The policy has produced wide discrepancies in how properties are taxed. At least two homeowners within a half mile of the Brentwood Country Club, for example, pay more property tax than the 128-acre club, according to records from the Los Angeles County assessor’s office.
A six-bedroom house in the 12000 block of Marlboro Street had an assessed value last year of $14.35 million, or $737.79 a square foot of house and land. Another six-bedroom house in the 12000 block of Hanover Street was assessed at nearly $11.1 million, or $565.92 a square foot. But the country club, with its 18-hole golf course, tennis courts and pool, was valued at $9,526,453 -- $1.71 per square foot of land and facilities.
Brentwood club officials declined to comment on the Board of Equalization’s review. But even if the club were to be reassessed, it would not be at the same rate as other developments in the area.
The California Constitution was amended in 1960 to include a provision that land used exclusively for a nonprofit golf course of 10 acres or more can be assessed only for that purpose and not for what assessors call the “highest and best” possible use of the land.
When Marukin Corp. sold the Riviera Country Club in Pacific Palisades to Riviera Golf & Tennic Inc. in 2002, it was appraised at $83.8 million, or $11.45 per square foot. Members of that club did not hold equity in the facility.

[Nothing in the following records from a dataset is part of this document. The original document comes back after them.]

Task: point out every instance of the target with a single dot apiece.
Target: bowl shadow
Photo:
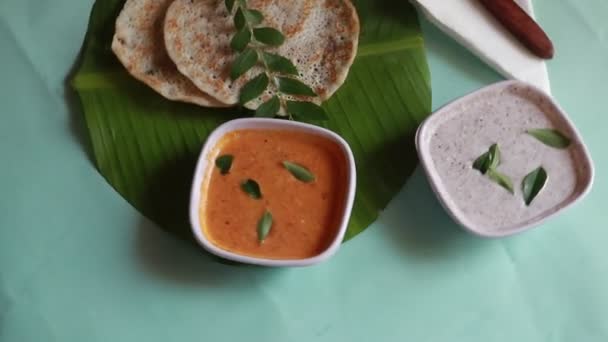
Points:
(416, 223)
(176, 261)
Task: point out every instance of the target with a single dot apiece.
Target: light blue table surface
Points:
(77, 263)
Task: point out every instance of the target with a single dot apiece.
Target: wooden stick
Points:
(521, 25)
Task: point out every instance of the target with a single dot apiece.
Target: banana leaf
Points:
(146, 146)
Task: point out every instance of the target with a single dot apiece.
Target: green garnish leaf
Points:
(254, 17)
(243, 63)
(280, 64)
(488, 160)
(240, 40)
(300, 172)
(501, 179)
(269, 108)
(224, 163)
(251, 188)
(254, 88)
(264, 225)
(229, 5)
(292, 86)
(239, 19)
(533, 183)
(268, 36)
(550, 137)
(306, 111)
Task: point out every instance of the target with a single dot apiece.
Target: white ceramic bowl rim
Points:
(203, 165)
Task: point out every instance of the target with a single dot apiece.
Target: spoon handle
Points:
(521, 25)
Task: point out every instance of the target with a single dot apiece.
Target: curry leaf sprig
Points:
(487, 164)
(251, 42)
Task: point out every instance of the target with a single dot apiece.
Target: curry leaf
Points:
(501, 179)
(264, 226)
(268, 36)
(550, 137)
(254, 17)
(243, 63)
(300, 172)
(533, 183)
(292, 86)
(488, 160)
(280, 64)
(253, 88)
(224, 163)
(269, 108)
(306, 111)
(251, 188)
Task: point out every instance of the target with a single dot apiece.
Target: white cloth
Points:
(474, 27)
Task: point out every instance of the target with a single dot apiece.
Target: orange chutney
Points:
(306, 216)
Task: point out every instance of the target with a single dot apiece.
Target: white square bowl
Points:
(501, 96)
(206, 163)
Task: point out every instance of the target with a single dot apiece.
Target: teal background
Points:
(77, 263)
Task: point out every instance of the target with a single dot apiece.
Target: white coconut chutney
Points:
(451, 140)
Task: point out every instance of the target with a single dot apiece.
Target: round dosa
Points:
(321, 40)
(138, 43)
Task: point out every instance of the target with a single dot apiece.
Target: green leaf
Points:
(489, 160)
(243, 62)
(251, 188)
(254, 88)
(292, 86)
(268, 36)
(280, 64)
(224, 163)
(377, 111)
(300, 172)
(533, 184)
(229, 5)
(240, 40)
(264, 226)
(269, 108)
(501, 179)
(306, 111)
(551, 137)
(254, 17)
(494, 156)
(239, 19)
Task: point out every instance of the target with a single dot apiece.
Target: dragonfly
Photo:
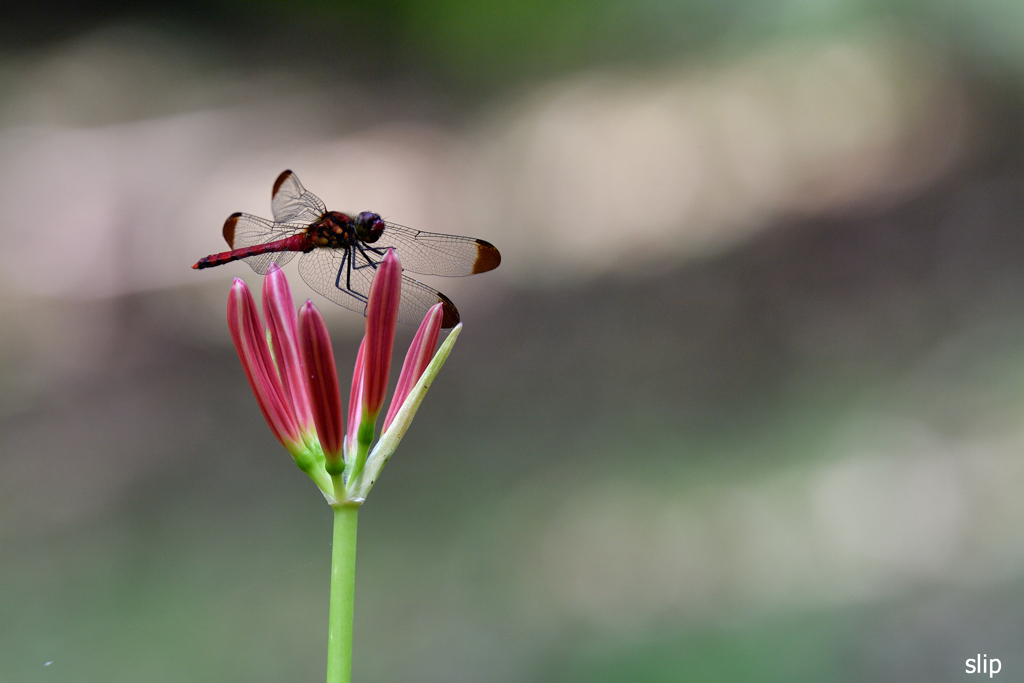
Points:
(341, 252)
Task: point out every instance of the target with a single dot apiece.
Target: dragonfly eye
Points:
(369, 226)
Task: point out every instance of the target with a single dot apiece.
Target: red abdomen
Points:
(295, 243)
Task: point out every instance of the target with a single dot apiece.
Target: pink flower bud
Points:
(322, 385)
(243, 321)
(355, 401)
(382, 317)
(279, 312)
(421, 351)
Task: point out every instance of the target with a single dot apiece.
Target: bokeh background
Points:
(743, 400)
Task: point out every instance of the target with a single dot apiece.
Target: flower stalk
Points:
(292, 371)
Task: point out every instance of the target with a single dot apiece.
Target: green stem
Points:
(339, 641)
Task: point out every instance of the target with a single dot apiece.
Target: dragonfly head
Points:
(369, 226)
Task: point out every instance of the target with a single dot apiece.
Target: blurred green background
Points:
(742, 402)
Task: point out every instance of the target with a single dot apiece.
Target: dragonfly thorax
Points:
(334, 230)
(369, 226)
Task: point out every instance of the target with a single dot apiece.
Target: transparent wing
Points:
(436, 254)
(243, 229)
(292, 203)
(344, 276)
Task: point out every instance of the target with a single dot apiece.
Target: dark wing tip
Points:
(285, 175)
(228, 230)
(487, 257)
(450, 314)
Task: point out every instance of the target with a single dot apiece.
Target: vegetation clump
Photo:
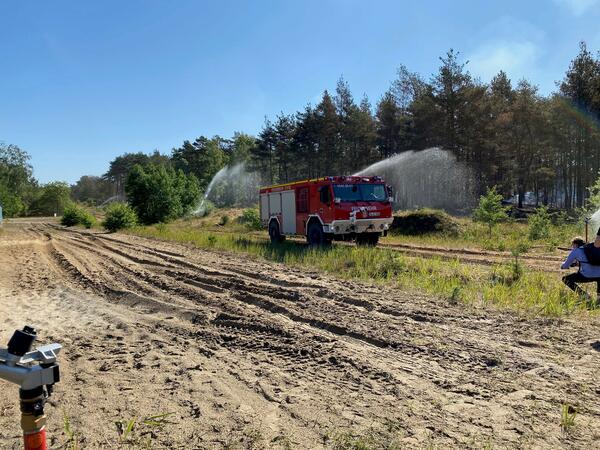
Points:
(119, 216)
(539, 224)
(159, 193)
(490, 209)
(75, 215)
(424, 221)
(251, 219)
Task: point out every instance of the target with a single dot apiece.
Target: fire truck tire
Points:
(367, 239)
(274, 232)
(315, 235)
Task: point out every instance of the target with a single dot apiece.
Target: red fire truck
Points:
(328, 208)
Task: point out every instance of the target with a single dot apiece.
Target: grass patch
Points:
(504, 285)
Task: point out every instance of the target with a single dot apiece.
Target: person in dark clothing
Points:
(587, 272)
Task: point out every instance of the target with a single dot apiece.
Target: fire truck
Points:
(328, 208)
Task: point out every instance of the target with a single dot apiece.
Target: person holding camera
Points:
(587, 273)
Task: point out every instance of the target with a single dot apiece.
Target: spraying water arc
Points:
(231, 186)
(430, 178)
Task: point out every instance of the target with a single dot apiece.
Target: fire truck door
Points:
(288, 211)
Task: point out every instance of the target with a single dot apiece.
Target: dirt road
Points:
(249, 354)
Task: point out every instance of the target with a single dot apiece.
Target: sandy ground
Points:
(248, 354)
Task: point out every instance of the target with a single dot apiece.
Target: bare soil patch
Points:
(257, 355)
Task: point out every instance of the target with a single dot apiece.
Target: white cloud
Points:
(517, 58)
(578, 7)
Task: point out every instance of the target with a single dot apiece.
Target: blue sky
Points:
(82, 82)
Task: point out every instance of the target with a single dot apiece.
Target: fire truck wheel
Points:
(315, 235)
(274, 233)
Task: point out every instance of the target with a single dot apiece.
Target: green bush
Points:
(118, 217)
(424, 221)
(75, 215)
(539, 224)
(224, 220)
(490, 209)
(70, 216)
(251, 218)
(160, 194)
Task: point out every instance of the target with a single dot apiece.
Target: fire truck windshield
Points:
(360, 192)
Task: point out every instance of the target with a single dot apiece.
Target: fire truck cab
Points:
(328, 208)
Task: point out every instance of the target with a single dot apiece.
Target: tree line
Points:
(513, 137)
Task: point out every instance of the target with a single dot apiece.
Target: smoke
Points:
(430, 178)
(231, 186)
(114, 198)
(595, 222)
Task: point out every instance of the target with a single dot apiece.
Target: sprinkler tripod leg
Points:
(33, 419)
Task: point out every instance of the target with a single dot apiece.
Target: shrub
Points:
(75, 215)
(490, 210)
(159, 193)
(424, 221)
(539, 224)
(119, 216)
(224, 220)
(251, 219)
(70, 216)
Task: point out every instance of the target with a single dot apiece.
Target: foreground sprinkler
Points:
(35, 372)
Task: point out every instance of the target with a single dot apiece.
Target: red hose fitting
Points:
(35, 440)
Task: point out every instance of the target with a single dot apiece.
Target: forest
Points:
(512, 137)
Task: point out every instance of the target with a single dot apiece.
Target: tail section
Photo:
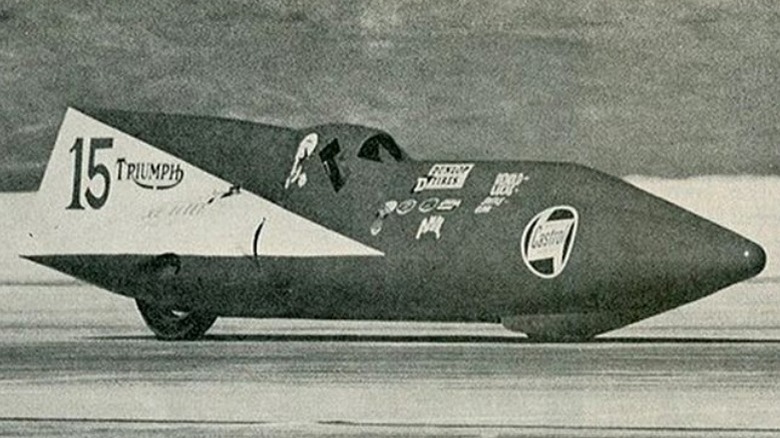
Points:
(107, 192)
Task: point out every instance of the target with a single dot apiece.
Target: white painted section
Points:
(136, 220)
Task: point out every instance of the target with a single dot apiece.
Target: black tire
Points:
(168, 324)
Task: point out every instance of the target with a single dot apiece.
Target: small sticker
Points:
(444, 177)
(405, 207)
(381, 214)
(507, 184)
(428, 205)
(376, 227)
(431, 224)
(489, 203)
(388, 208)
(548, 240)
(448, 204)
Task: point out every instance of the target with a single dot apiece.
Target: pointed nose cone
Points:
(752, 259)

Bob Bouchier, a director of the , said equity clubs are typically set up as nonprofit, mutual-benefit corporations. Under state law, corporations are generally not subject to reassessment unless a single owner acquires a more than 50% stake, taking control of the entity and its property. That would not happen in these clubs, Bouchier said, because each member gets only one vote.
“Without looking at any arguments which may or may not be made . . . I have a hard time understanding why our corporations should be treated differently from other corporations,” said Bouchier, whose group represents more than 100 private nonprofit clubs.
Proposition 13 critics contend that the ability of some golf clubs to avoid reassessment is an example of the law’s failure to address complicated forms of ownership in business and commercial real estate.
“Proposition 13 is almost more loophole than tax,” said Lenny Goldberg, executive director of the California Tax Reform Assn. “Tens of thousands of properties have changed hands and not been reassessed because you have to take more than 50% to be reappraised. . . . It’s totally legal, it just completely ignores reality.”
One exception is housing cooperatives, in which the residents become shareholders in the corporation or other entity that owns the property. In this case, even minority shareholders acquire the right to use and sell a portion of the real estate, said Gore, of the Board of Equalization. When residents sell their interest, the portion that changes hands is reassessed and the new value applied to the new owner.
In 2002, the Shasta County assessor asked the Board of Equalization whether membership changes at a nonprofit fishing club should also give rise to a reappraisal of the interests that had changed hands. The board’s legal staff advised that it should.
In a letter dated April 3, 2002, the legal staff said that unlike corporate stockholders, club members were given the right to “occupy, use and enjoy the club’s real property and to transfer those rights.” Thus membership transfers “constituted transfers of real property interests.”
Whether the same holds true for golf clubs will depend in part on the kind of stake that members have in a club’s facilities and land, Auerbach said. As each club has its own bylaws, the answer could be different for different clubs.
Under the law, any errors on the property assessment role would have to be corrected going back at least four years, Auerbach said. If clubs disagree that a reassessment is warranted, they can challenge it before the Assessment Appeals Board and the California Superior Court.